From Mediterranean Shores to Mason County Sands: Act I – A French Connection

 

From Mediterranean Shores to Mason County Sands:
Act I – A French Connection

In the 6th century BC, long before any of the major wine producing regions of France had been established, the Phoenician Greeks landed on the rocky Mediterranean shores near Marseilles in southern France. They brought with them their civilization, commerce, and grape vines for local wine production.  The estuarial conjunction of the Rhone River with its access to the open sea was a convenient transfer point that helped establish a fledgling wine culture in the area.

The Romans came later with their devotion to wine and overlaid their empire upon this region pushing vineyards farther inland and up the local hillsides in the vicinity of what is now the village of Le Castellet. This historical picture can still be seen today in the small Appellation in southern France called Bandol.

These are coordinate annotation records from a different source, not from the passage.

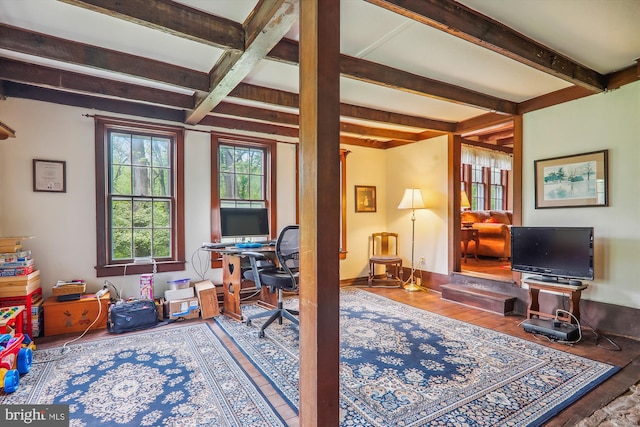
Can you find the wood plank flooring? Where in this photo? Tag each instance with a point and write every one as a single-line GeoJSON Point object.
{"type": "Point", "coordinates": [628, 357]}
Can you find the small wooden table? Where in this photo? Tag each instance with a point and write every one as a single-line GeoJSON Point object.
{"type": "Point", "coordinates": [467, 235]}
{"type": "Point", "coordinates": [573, 292]}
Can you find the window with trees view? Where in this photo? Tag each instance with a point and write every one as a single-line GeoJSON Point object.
{"type": "Point", "coordinates": [488, 186]}
{"type": "Point", "coordinates": [243, 176]}
{"type": "Point", "coordinates": [140, 205]}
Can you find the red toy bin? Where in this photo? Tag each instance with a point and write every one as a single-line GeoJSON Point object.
{"type": "Point", "coordinates": [27, 301]}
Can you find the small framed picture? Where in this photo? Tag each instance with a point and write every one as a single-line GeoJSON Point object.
{"type": "Point", "coordinates": [50, 176]}
{"type": "Point", "coordinates": [365, 198]}
{"type": "Point", "coordinates": [578, 180]}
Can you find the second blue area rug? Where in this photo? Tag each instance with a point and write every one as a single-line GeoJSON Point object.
{"type": "Point", "coordinates": [401, 366]}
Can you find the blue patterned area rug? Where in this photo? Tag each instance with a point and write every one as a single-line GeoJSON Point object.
{"type": "Point", "coordinates": [169, 376]}
{"type": "Point", "coordinates": [401, 366]}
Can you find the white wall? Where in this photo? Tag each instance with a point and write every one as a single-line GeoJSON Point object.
{"type": "Point", "coordinates": [365, 166]}
{"type": "Point", "coordinates": [423, 165]}
{"type": "Point", "coordinates": [63, 224]}
{"type": "Point", "coordinates": [605, 121]}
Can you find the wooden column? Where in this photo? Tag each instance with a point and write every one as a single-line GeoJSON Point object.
{"type": "Point", "coordinates": [319, 212]}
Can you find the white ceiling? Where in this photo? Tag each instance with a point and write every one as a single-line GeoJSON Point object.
{"type": "Point", "coordinates": [599, 34]}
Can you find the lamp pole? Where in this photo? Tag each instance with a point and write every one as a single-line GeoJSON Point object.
{"type": "Point", "coordinates": [411, 287]}
{"type": "Point", "coordinates": [412, 199]}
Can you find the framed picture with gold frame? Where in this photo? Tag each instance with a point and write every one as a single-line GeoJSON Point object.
{"type": "Point", "coordinates": [365, 198]}
{"type": "Point", "coordinates": [579, 180]}
{"type": "Point", "coordinates": [50, 176]}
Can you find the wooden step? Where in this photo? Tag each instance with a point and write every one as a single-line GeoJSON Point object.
{"type": "Point", "coordinates": [476, 296]}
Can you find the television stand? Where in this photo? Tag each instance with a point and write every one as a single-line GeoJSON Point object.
{"type": "Point", "coordinates": [571, 291]}
{"type": "Point", "coordinates": [554, 279]}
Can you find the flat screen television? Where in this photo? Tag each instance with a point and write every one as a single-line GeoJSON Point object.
{"type": "Point", "coordinates": [556, 254]}
{"type": "Point", "coordinates": [244, 222]}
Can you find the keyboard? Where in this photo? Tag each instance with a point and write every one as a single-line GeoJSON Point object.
{"type": "Point", "coordinates": [248, 245]}
{"type": "Point", "coordinates": [214, 245]}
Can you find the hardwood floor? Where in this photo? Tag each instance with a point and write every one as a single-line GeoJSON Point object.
{"type": "Point", "coordinates": [628, 357]}
{"type": "Point", "coordinates": [487, 266]}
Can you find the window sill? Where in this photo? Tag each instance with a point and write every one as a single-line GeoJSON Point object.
{"type": "Point", "coordinates": [131, 269]}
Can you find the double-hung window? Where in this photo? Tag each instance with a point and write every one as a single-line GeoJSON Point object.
{"type": "Point", "coordinates": [486, 173]}
{"type": "Point", "coordinates": [242, 176]}
{"type": "Point", "coordinates": [139, 185]}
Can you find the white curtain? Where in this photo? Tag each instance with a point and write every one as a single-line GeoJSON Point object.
{"type": "Point", "coordinates": [485, 157]}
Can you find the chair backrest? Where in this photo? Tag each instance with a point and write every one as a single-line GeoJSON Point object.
{"type": "Point", "coordinates": [288, 249]}
{"type": "Point", "coordinates": [384, 243]}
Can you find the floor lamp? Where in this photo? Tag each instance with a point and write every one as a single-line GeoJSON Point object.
{"type": "Point", "coordinates": [412, 199]}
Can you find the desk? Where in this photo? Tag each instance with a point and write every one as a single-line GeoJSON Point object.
{"type": "Point", "coordinates": [467, 235]}
{"type": "Point", "coordinates": [573, 292]}
{"type": "Point", "coordinates": [232, 280]}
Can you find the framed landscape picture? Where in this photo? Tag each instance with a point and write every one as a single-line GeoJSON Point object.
{"type": "Point", "coordinates": [365, 198]}
{"type": "Point", "coordinates": [572, 181]}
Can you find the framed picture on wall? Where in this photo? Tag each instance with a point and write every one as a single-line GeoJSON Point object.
{"type": "Point", "coordinates": [365, 198]}
{"type": "Point", "coordinates": [49, 175]}
{"type": "Point", "coordinates": [572, 181]}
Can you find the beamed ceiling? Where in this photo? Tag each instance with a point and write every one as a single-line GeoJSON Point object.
{"type": "Point", "coordinates": [410, 70]}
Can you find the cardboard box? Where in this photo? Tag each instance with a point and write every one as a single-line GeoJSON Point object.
{"type": "Point", "coordinates": [146, 286]}
{"type": "Point", "coordinates": [208, 297]}
{"type": "Point", "coordinates": [63, 317]}
{"type": "Point", "coordinates": [187, 308]}
{"type": "Point", "coordinates": [178, 294]}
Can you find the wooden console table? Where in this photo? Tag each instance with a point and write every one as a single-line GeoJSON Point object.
{"type": "Point", "coordinates": [573, 292]}
{"type": "Point", "coordinates": [467, 235]}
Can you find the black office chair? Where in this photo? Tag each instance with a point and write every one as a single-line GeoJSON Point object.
{"type": "Point", "coordinates": [284, 276]}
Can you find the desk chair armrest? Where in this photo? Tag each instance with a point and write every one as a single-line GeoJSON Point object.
{"type": "Point", "coordinates": [255, 255]}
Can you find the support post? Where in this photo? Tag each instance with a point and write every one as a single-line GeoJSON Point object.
{"type": "Point", "coordinates": [319, 212]}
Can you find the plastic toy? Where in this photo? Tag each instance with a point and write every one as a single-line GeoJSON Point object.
{"type": "Point", "coordinates": [16, 357]}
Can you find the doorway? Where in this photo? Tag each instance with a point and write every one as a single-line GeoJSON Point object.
{"type": "Point", "coordinates": [487, 169]}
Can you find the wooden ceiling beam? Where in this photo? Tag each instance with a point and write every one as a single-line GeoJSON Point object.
{"type": "Point", "coordinates": [19, 90]}
{"type": "Point", "coordinates": [363, 142]}
{"type": "Point", "coordinates": [268, 23]}
{"type": "Point", "coordinates": [381, 75]}
{"type": "Point", "coordinates": [481, 122]}
{"type": "Point", "coordinates": [173, 18]}
{"type": "Point", "coordinates": [460, 21]}
{"type": "Point", "coordinates": [66, 80]}
{"type": "Point", "coordinates": [31, 43]}
{"type": "Point", "coordinates": [553, 98]}
{"type": "Point", "coordinates": [493, 136]}
{"type": "Point", "coordinates": [623, 77]}
{"type": "Point", "coordinates": [250, 126]}
{"type": "Point", "coordinates": [262, 114]}
{"type": "Point", "coordinates": [273, 116]}
{"type": "Point", "coordinates": [291, 100]}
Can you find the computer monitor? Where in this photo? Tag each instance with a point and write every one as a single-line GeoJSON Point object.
{"type": "Point", "coordinates": [244, 222]}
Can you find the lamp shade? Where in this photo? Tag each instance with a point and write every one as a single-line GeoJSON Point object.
{"type": "Point", "coordinates": [464, 200]}
{"type": "Point", "coordinates": [412, 199]}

Bandol was almost relegated to a meager historical footnote following the great phylloxera devastation of the vineyards in France that occurred during the late nineteenth century. At that time, the area’s centuries old tradition of viticulture was nearly lost when its “classic” varietal of bygone times was cast aside and the region was replanted with high yielding, lower quality grapes. However, in the late 1940s mainly though the efforts of a few local viticulteurs, the tradition of the olden days was returned and fortified legally as Bandol AOC (Appellation d’Origine Controlee; www.vinsdebandol.com). This action brought with it strict requirements to again base wine production on the region’s historic and classic grape varietal – Mourvedre. 

The reputation of the olden Mourvedre-based wines of Bandol were described in publications as far back as the eighteenth century in the strongest of French terms: “Loyauté, Finesse et Ardeur” for their loyalty to the local terroir, fineness of wine character against any, and fervor of the growers and winemakers for quality in this petite region near the southern French coast.

But, why focus on one of the smallest appellation in all France? Surely, there must be wine regions of greater significance to be addressed. Remarkably, Bandol has aspects that are starting to connect with fellow viticulteurs half the world away in central Texas.

While sitting down to a recent dinner tasting at Sandstone Cellars (www.sandstonecellarswinery.com), winemaker and grape grower Don Pullum related, “I am amazed at the similarity of the terroir of Bandol to what we have right here in the ‘Hickory Sands’ of Mason County, Texas.” At first glance, this seemed like a stretch, but the more I dug into the terroir and listened to Don expound, the more sense this connection started to make.

Having personally walked the vineyards of Bandol, I have experienced its terroir; diverse yet with the best vineyard locations reposed in yellow-orange sandy soils formed through natural erosion of the uplifted bed-rocks formed during the cretaceous epoch over 100 million years ago. Interestingly, the main ‘ingredients’ of the Bandol appellation usually cited are its aridity (on average only 20 inches of rain a year) and its noted sandy soil that is mineral-rich but low in fertility, very much in keeping with Mason County conditions.

Don explained, “The Mason County Hickory Sand is iron-rich, yielding the characteristic orange color that led to its name. These quartzite sands are rich in trace minerals, but lean in organic content. Most of these sandy soils are shallow to medium in depth and lie above a layer of dense clay over sandstone. Mason farmers have a long tradition of producing a range of crops, and have now discovered a new one, wine grapes.”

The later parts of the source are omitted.